Chronic diarrhea is a common complaint, and the potential etiologies are extensive. Parasites, dietary intolerances, metabolic disease, pancreatic disease, bacterial causes, and inflammatory bowel disease are but a few etiologies of chronic diarrhea. Inflammatory bowel disease (IBD) is a common condition diagnosed in dogs and cats; however, it is not a specific disease but rather a term that describes animals having gastrointestinal (GI) signs with histologic evidence of inflammation within the intestine. IBD does not, however, describe the etiology, nor does the extent of inflammatory cells parallel the severity of clinical signs. Before beginning extensive diagnostic tests or obtaining an intestinal biopsy specimen from a patient with chronic diarrhea, there are a few diagnostic tests or trial therapies to consider (Figure 1). Obviously the course of action is predicated, in part, on a good clinical evaluation and based on the severity of the clinical disease.

Figures 2A-2D. Fecal cytology showing: (A) a Diff-Quik-stained thin fecal smear, (B) normal feces with amorphous debris and mixed bacterial flora, (C) abundant clostridial spores, and (D) many neutrophils.

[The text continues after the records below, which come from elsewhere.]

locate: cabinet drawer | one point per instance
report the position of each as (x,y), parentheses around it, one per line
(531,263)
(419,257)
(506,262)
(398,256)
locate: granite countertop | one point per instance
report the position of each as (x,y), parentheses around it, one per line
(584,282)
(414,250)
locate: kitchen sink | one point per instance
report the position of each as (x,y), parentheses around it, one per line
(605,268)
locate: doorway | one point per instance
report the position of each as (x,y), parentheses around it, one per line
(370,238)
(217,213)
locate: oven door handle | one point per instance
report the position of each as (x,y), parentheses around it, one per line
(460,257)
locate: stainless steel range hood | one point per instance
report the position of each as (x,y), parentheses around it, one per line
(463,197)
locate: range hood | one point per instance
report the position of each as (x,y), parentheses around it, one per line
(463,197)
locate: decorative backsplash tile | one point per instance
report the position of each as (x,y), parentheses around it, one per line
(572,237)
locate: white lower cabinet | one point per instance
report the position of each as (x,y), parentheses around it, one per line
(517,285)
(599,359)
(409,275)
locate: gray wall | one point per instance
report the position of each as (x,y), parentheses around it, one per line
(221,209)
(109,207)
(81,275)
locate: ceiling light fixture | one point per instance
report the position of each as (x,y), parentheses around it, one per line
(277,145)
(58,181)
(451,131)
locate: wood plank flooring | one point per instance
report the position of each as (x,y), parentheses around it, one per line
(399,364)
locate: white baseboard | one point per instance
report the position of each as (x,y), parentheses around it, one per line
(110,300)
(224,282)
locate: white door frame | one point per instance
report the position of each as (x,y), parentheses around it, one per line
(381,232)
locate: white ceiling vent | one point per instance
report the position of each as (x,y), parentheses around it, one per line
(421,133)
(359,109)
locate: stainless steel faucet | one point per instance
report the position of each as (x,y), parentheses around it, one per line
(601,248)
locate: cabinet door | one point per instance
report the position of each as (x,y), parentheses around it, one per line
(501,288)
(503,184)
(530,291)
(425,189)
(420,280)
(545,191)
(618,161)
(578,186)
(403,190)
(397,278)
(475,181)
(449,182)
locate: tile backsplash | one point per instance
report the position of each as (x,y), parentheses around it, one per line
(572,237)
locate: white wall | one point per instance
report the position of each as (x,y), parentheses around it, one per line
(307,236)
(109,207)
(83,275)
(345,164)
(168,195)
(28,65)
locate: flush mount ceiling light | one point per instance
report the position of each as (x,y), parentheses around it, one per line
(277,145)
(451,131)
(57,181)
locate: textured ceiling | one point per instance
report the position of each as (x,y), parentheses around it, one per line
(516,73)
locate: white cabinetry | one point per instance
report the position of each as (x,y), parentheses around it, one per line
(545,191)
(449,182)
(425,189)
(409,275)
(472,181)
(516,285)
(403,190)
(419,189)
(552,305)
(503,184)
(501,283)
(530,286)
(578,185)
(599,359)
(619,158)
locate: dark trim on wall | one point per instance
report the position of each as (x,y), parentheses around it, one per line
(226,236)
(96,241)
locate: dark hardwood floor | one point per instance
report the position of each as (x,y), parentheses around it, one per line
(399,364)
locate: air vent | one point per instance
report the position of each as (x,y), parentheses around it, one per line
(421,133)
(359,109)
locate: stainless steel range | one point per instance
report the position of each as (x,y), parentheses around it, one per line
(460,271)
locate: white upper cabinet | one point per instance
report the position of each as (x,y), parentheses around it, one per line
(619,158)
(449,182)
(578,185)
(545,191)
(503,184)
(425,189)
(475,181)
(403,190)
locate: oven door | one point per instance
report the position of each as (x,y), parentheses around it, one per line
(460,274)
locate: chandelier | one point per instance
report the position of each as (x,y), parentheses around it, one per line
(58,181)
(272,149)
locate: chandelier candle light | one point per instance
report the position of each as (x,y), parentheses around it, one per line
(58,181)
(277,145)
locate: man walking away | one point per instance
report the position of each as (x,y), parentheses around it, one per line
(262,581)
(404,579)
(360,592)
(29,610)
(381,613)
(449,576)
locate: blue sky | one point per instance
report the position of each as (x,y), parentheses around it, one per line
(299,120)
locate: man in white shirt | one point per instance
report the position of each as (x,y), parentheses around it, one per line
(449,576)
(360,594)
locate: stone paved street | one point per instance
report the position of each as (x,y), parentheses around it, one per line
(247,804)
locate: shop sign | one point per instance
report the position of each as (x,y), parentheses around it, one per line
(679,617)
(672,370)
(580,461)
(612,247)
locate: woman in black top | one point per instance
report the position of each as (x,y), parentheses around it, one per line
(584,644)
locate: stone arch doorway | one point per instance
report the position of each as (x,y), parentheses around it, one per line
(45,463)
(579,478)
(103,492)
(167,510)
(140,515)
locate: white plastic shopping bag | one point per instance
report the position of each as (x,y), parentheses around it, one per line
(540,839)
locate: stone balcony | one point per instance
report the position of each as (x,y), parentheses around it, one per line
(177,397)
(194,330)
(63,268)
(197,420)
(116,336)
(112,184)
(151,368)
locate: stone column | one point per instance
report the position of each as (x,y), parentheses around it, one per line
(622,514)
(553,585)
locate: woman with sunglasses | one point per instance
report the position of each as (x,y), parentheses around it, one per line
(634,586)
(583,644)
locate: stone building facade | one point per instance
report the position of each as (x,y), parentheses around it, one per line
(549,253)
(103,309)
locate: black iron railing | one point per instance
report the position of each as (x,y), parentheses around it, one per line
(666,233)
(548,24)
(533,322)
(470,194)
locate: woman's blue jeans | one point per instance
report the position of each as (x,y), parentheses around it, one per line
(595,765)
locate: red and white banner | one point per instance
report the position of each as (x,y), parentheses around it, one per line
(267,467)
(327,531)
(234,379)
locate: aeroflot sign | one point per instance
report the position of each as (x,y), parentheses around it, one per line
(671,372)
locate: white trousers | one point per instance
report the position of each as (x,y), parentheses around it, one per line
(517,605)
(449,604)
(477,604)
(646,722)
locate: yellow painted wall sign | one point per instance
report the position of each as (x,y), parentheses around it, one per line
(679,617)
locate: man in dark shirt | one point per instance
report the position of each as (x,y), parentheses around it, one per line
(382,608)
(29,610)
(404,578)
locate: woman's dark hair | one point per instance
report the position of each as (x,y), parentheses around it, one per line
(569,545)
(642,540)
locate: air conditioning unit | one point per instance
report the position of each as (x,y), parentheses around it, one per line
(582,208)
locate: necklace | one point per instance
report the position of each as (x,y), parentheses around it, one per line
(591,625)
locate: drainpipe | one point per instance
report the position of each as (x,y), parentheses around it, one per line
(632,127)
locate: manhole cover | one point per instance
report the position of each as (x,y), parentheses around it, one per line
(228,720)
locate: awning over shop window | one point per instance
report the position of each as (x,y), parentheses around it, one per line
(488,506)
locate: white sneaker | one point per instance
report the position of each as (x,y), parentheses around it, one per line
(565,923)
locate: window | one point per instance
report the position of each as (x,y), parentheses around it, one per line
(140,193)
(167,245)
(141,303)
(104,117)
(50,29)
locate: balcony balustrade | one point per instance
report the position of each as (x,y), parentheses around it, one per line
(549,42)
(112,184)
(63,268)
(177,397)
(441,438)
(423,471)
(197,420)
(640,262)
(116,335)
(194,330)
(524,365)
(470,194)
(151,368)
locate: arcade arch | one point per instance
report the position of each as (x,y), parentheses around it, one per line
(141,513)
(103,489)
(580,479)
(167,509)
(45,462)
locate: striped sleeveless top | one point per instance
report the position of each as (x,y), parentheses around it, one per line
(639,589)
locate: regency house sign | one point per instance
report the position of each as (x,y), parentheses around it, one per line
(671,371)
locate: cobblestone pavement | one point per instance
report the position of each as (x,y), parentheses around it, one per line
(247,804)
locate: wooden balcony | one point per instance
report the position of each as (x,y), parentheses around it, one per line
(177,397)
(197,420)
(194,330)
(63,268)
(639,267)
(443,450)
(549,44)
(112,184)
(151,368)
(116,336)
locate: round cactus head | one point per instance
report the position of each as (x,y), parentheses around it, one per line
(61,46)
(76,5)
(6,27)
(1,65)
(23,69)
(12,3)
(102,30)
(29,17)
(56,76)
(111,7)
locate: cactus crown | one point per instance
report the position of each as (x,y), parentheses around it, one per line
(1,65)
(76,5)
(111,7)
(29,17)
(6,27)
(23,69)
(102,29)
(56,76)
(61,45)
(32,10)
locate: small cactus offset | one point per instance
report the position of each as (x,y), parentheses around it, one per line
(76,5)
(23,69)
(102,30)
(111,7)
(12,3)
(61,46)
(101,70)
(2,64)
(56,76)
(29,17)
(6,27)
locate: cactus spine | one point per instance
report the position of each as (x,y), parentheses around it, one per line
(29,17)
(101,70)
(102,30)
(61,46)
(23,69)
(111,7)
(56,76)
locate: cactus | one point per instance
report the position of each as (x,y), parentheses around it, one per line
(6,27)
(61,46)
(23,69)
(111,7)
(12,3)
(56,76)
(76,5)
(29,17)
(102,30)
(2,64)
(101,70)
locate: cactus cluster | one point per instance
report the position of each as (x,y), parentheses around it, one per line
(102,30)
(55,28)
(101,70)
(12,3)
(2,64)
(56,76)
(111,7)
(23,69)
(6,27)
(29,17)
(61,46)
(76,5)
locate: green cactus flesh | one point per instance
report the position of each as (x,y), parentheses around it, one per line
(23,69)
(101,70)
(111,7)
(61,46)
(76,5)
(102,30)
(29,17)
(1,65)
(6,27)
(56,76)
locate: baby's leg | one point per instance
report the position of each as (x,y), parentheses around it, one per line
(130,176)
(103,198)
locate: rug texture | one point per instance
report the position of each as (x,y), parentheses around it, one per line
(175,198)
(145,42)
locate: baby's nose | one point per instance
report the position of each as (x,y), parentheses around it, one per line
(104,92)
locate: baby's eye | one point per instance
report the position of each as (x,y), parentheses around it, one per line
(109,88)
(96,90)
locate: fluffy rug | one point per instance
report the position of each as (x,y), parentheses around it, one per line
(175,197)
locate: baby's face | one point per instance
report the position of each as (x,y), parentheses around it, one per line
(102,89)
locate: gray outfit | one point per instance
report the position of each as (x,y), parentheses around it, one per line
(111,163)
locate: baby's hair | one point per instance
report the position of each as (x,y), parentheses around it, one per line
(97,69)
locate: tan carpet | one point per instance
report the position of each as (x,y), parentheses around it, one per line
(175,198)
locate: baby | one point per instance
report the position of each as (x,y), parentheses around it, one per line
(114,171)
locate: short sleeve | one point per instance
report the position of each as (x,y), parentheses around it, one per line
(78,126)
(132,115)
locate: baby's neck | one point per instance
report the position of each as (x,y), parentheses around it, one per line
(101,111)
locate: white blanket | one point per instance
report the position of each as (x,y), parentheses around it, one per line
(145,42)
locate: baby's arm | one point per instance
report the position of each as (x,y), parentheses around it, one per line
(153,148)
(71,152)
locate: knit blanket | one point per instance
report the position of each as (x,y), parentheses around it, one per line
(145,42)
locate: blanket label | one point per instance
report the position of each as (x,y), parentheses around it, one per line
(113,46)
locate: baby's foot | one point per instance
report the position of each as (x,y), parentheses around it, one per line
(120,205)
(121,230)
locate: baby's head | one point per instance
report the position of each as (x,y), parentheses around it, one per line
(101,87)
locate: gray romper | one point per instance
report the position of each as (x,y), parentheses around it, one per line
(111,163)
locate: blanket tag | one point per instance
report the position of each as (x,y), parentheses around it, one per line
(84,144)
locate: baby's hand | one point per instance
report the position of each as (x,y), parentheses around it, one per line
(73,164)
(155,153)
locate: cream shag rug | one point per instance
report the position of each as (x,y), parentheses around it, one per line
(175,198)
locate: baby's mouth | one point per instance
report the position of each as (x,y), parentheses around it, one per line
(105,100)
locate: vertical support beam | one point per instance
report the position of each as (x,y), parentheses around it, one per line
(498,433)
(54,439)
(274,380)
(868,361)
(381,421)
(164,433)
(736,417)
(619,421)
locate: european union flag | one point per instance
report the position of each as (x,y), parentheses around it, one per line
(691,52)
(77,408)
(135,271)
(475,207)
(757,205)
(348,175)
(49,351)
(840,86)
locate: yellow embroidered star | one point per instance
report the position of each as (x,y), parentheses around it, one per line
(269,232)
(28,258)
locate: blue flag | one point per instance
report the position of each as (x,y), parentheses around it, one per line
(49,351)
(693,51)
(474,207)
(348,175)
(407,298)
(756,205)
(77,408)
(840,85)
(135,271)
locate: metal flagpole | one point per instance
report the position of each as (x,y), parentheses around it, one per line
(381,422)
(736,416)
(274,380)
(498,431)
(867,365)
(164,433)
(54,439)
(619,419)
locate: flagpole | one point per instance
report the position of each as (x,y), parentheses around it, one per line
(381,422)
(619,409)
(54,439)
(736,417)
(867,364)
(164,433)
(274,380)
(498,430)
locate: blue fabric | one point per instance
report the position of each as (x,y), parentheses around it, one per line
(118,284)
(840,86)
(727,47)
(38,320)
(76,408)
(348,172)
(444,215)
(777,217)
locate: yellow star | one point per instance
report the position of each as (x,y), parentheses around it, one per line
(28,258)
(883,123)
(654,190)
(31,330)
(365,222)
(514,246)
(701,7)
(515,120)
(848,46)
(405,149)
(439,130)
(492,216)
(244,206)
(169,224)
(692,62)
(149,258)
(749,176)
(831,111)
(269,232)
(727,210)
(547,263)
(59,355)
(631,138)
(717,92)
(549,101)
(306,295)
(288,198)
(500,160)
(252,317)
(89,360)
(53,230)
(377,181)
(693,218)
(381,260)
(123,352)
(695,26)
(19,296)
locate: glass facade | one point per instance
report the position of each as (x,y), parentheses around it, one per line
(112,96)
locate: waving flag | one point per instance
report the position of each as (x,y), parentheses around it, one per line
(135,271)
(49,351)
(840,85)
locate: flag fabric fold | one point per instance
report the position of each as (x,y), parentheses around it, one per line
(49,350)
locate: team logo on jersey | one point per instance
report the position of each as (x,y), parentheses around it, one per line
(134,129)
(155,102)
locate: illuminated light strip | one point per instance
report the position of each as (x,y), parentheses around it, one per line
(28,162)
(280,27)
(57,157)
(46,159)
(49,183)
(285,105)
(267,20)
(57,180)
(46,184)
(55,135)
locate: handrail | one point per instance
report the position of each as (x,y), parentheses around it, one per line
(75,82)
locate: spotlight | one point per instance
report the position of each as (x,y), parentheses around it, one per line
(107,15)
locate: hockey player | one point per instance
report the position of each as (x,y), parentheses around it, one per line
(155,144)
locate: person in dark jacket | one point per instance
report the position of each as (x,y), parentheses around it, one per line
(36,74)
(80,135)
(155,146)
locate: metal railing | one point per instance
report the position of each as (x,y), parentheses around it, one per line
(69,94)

Every patient with chronic GI signs should have a thorough history, physical examination, complete blood count, serum chemistry profile, urinalysis, and fecal examination performed. In many cases, this initial evaluation will determine if the etiology of the diarrhea is primary GI disease or secondary to other systemic or metabolic disease, or if the diarrhea is predominantly of small bowel or large bowel origin. For example, Addison's disease, liver disease, and renal disease can all be associated with secondary GI involvement. If the initial work-up fails to provide a clue as to the etiology, then begin a specific GI evaluation. The fecal examination should include standard fecal flotation, wet-mount preparation, and stained cytology. A Diff-Quik-stained cytologic slide may reveal such things as neutrophils, eosinophils, fungal organisms, or clostridial spores and may provide clues about the etiology (Figures 2A-2D). This is also the time to classify the patient based on the severity of disease: minimal signs and debilitation or those cases having severe disease obviously requiring an in-depth GI work-up.

For the animal with relatively mild diarrhea without weight loss or debilitation, I prefer to use trial therapy as part of the clinical evaluation. Trial therapy involves antiparasitic therapy, dietary food trials, and antibiotic therapy. If these trial therapies fail to resolve the diarrhea, further GI evaluation is indicated. Additional diagnostic testing may include imaging studies (ultrasonography is preferred, as barium studies are rarely helpful), serology (trypsin-like immunoreactivity, folate, cobalamin), and endoscopy or surgery for intestinal biopsies.